With the new Rosebank in mind, he thought ‘that’s the future of the brand’ as he began “cracking open the casks.” As well as taking a sample, casks were regauged, which involves estimating the contents using a measuring stick. “We acquired them not knowing if they were empty or full, or what the strength was. There was a lot riding on this, and a lot of apprehension.”
Sadly, a couple were dry. As he says: “Thirty years is a long time and all it takes is one small crack in a stave or the cask not being as tight as it should be.” But the rest were each carefully nosed and tasted. Knowing the whisky’s potential from previous Rosebank bottlings was “incredibly exciting,” he says. It meant “being light and clean but full of soul and depth, gentle but complex, citrusy, floral and vibrant.” It seems the inherited stocks do not disappoint.
Emma Newton, who joined Ian Macleod’s eight years ago and is now the firm’s blender, is another to land the dream job for any Rosebank-lover – that of sampling every cask. “It’s a unique opportunity to be able to assess maturing stocks from a long-silent distillery. I’m finding it an incredible learning experience, and feel very lucky to be part of it,” she says. As for first impressions – “I was surprised at how delicate it was, even after decades in wood.”
Nosing the casks proved to be fascinating as each one is unique and there can be huge variation between casks. “I could show you a pair at Glengoyne or Tamdhu, filled on the same day into exactly the same cask type in theory and, oh boy!
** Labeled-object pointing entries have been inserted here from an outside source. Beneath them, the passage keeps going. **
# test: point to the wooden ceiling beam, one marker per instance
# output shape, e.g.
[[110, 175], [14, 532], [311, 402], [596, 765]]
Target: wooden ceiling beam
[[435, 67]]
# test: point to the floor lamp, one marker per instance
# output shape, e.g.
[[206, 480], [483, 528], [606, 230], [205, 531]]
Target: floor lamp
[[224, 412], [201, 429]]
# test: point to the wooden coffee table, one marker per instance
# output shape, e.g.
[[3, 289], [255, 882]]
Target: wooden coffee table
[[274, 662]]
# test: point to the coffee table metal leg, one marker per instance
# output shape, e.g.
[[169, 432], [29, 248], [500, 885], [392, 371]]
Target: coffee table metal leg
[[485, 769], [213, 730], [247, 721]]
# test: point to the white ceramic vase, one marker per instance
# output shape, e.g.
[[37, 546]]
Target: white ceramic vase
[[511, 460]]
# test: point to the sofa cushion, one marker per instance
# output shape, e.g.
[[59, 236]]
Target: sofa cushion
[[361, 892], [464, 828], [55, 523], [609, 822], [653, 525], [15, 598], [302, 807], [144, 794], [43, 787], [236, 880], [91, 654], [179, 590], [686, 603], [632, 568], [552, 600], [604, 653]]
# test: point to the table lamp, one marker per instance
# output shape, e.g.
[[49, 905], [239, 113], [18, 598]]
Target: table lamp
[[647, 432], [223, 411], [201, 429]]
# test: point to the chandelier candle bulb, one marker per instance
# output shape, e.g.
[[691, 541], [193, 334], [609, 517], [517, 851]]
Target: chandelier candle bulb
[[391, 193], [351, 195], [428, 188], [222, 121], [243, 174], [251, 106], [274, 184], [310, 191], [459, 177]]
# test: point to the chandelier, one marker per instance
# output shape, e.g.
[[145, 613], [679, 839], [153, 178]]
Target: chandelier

Are they different!” says John Glass of Rosebank’s sister distilleries. “Staves come from different trees, each of which have grown in a unique way, with different levels of tannins and other flavours in the wood,” he says. “And then, there’s different locations in the warehouse – whether it sat near the cold floor or up near the roof where the temperature fluctuations are massive. All of these factors and many more besides will have an impact on the flavours after 30 years”
To which Emma adds: “As expected, given the length of time, the casks have taken their own paths over the years, but you can still pick up this subtle, elegant, uniquely Rosebank spirit character.” She describes this as being “very light, but citrusy-sweet and delicately floral.” Preserving that character in the new Rosebank will be the challenge for her and her team. It will depend on having the right quality of spirit, the best possible wood and choosing the right casks to marry together. This explains why the art of blending is every bit as important to single malts as to blended whisky, and why Emma skills will be so crucial to the future Rosebank.